- Born: 22 July 1956 (age 70)
- Education: Bangladesh Agricultural University
- Known for: Fruit tree improvement, agrobiodiversity research, horticultural development in Bangladesh
- Awards: Independence Award, 2026
- Scientific career
- Fields: Horticulture, Agricultural Science, Agroforestry, Plant Genetic Resources
- Workplaces: Daffodil International University Bangladesh Agricultural University

= M. A. Rahim =

Bangladeshi horticultural scientist and academic

M. Abdur Rahim (born 22 July 1956), published as M. A. Rahim, is a Bangladeshi horticultural scientist, agricultural researcher, and academic. In 2026, he awarded the highest civilian honour award, Independence Award, in recognition of his contribution to Research and training.

== Early life and education ==

Rahim completed his higher education in agriculture and horticulture in Bangladesh and the United Kingdom. He earned a Bachelor of Science (BSc) in Agriculture from Bangladesh Agricultural University in 1980, and later obtained a Doctor of Philosophy (PhD) in Horticulture from the University of London in 1988.

== Academic career ==

Abdur Rahim has served as the Director of the BAU Germplasm Centre since 1991. He currently serves as a Professor and Head of the Department of Agricultural Science at Daffodil International University (DIU).
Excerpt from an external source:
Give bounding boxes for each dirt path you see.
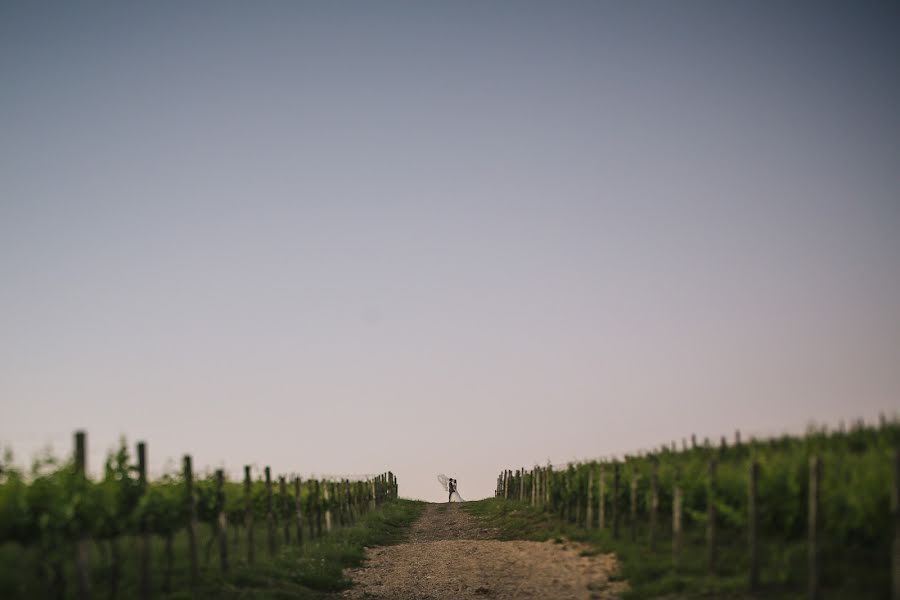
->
[343,504,625,600]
He is known for his contributions to fruit tree improvement, conservation of plant genetic resources, agrobiodiversity, and sustainable horticultural practices in Bangladesh.

Rahim previously served as a long-time faculty member at Bangladesh Agricultural University, where he played a role in establishing the BAU Germplasm Centre and advancing national fruit research programs.
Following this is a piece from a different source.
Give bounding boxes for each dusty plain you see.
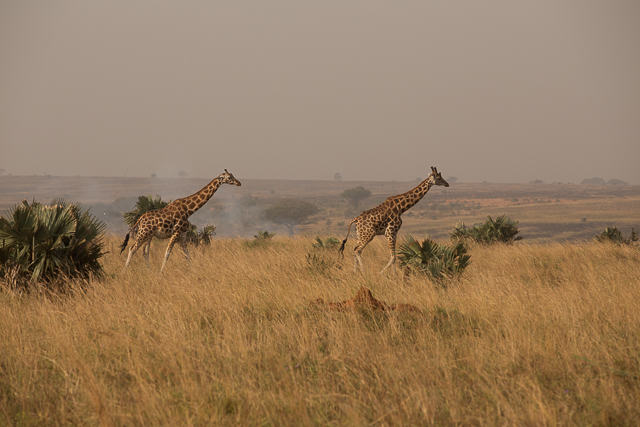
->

=== Research and contributions ===
- Directing one of Bangladesh's largest fruit germplasm collections at BAU.
- Leading the development and field adaptation of the “BAU Kul-1” fruit variety (1999–2003).
- Conducting long-term research on mango, jackfruit, garlic, onion and carrot improvement with national and international partners.
- Leading nationwide studies on agrobiodiversity, dietary diversity and food safety in coastal and hill regions.